Use convert_model_output

hlky · hlky · commit 951517873fd7 · 2024-10-10T20:10:23.000+01:00
diff --git a/src/diffusers/schedulers/scheduling_unipc_multistep.py b/src/diffusers/schedulers/scheduling_unipc_multistep.py
@@ -527,72 +527,13 @@ def _convert_to_beta(
         )
         return sigmas
 
-    def convert_noise_to_x0(self, model_output: torch.Tensor, sample: torch.Tensor, timestep: int) -> torch.Tensor:
-        """
-        Convert to original sample x0 from noise prediction.
-
-        Args:
-            model_output (`torch.Tensor`): The model output.
-            sample (`torch.Tensor`): A current instance of a sample created by the diffusion process.
-            timestep (`int`): The current discrete timestep in the diffusion chain.
-
-        Returns:
-            `torch.Tensor`: The predicted original sample (x0).
-        """
-        if self.step_index is None:
-            self._init_step_index(timestep)
-        sigma = self.sigmas[self.step_index]
-        alpha_t, sigma_t = self._sigma_to_alpha_sigma_t(sigma)
-
-        if self.config.prediction_type == "epsilon":
-            return (sample - sigma_t * model_output) / alpha_t
-        elif self.config.prediction_type == "sample":
-            return model_output
-        elif self.config.prediction_type == "v_prediction":
-            return alpha_t * sample - sigma_t * model_output
-        else:
-            raise ValueError(
-                f"prediction_type given as {self.config.prediction_type} must be one of `epsilon`, `sample`, or"
-                " `v_prediction`."
-            )
-
-    def convert_x0_to_noise(self, pred_x0: torch.Tensor, sample: torch.Tensor, timestep: int) -> torch.Tensor:
-        """
-        Convert to noise prediction from original sample x0.
-
-        Args:
-            pred_x0 (`torch.Tensor`): The predicted original sample (x0).

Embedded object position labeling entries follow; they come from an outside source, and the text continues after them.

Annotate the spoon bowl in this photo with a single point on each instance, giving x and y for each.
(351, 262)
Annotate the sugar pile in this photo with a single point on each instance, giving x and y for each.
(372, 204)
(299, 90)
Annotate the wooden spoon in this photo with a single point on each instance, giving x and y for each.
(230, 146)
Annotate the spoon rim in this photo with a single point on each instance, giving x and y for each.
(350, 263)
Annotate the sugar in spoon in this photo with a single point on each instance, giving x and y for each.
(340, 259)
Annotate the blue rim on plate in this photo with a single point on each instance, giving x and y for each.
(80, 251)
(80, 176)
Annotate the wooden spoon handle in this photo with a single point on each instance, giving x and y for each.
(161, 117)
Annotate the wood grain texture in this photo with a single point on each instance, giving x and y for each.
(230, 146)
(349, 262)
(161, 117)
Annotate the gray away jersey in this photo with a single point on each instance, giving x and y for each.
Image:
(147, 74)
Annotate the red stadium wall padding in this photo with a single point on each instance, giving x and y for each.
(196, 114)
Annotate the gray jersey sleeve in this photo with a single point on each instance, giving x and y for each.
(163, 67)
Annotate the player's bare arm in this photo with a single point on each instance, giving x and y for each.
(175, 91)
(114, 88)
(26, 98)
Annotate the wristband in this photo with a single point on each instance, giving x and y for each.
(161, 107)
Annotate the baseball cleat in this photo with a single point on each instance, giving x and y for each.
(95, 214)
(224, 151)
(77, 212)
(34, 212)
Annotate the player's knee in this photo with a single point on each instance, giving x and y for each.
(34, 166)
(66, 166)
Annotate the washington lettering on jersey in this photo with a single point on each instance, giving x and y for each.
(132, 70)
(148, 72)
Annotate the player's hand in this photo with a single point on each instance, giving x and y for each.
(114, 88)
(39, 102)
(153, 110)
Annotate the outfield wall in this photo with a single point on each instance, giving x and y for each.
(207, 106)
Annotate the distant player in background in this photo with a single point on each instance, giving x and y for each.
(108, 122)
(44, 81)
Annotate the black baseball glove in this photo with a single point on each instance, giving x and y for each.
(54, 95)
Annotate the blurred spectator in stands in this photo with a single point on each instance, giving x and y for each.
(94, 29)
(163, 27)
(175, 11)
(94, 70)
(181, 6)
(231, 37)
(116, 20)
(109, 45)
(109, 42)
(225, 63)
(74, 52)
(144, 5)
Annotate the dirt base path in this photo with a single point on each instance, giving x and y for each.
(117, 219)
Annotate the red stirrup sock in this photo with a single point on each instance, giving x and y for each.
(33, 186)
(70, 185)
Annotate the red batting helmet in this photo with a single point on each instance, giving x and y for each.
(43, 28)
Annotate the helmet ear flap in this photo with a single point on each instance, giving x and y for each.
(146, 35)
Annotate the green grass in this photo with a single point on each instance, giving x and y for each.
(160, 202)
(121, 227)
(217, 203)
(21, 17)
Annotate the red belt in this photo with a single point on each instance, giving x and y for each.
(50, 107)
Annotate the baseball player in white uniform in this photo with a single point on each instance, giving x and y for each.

-            sample (`torch.Tensor`): A current instance of a sample created by the diffusion process.
-            timestep (`int`): The current discrete timestep in the diffusion chain.
-
-        Returns:
-            `torch.Tensor`: The converted noise prediction.
-        """
-        if self.step_index is None:
-            self._init_step_index(timestep)
-        sigma = self.sigmas[self.step_index]
-        alpha_t, sigma_t = self._sigma_to_alpha_sigma_t(sigma)
-
-        if self.config.prediction_type == "epsilon":
-            x0_pred = (sample - alpha_t * pred_x0) / sigma_t
-        elif self.config.prediction_type == "sample":
-            x0_pred = pred_x0
-        elif self.config.prediction_type == "v_prediction":
-            x0_pred = alpha_t * pred_x0 + sigma_t * sample
-        else:
-            raise ValueError(
-                f"prediction_type given as {self.config.prediction_type} must be one of `epsilon`, `sample`, or"
-                " `v_prediction`."
-            )
-        if self.config.thresholding:
-            x0_pred = self._threshold_sample(x0_pred)
-        return x0_pred
-
     def convert_model_output(
         self,
         model_output: torch.Tensor,
         *args,
         sample: torch.Tensor = None,
+        predict_x0: bool = True,
+        step_index: Optional[int] = None,
         **kwargs,
     ) -> torch.Tensor:
         r"""
@@ -622,11 +563,12 @@ def convert_model_output(
                 "1.0.0",
                 "Passing `timesteps` is deprecated and has no effect as model output conversion is now handled via an internal counter `self.step_index`",
             )
+        step_index = step_index if step_index is not None else self.step_index
 
-        sigma = self.sigmas[self.step_index]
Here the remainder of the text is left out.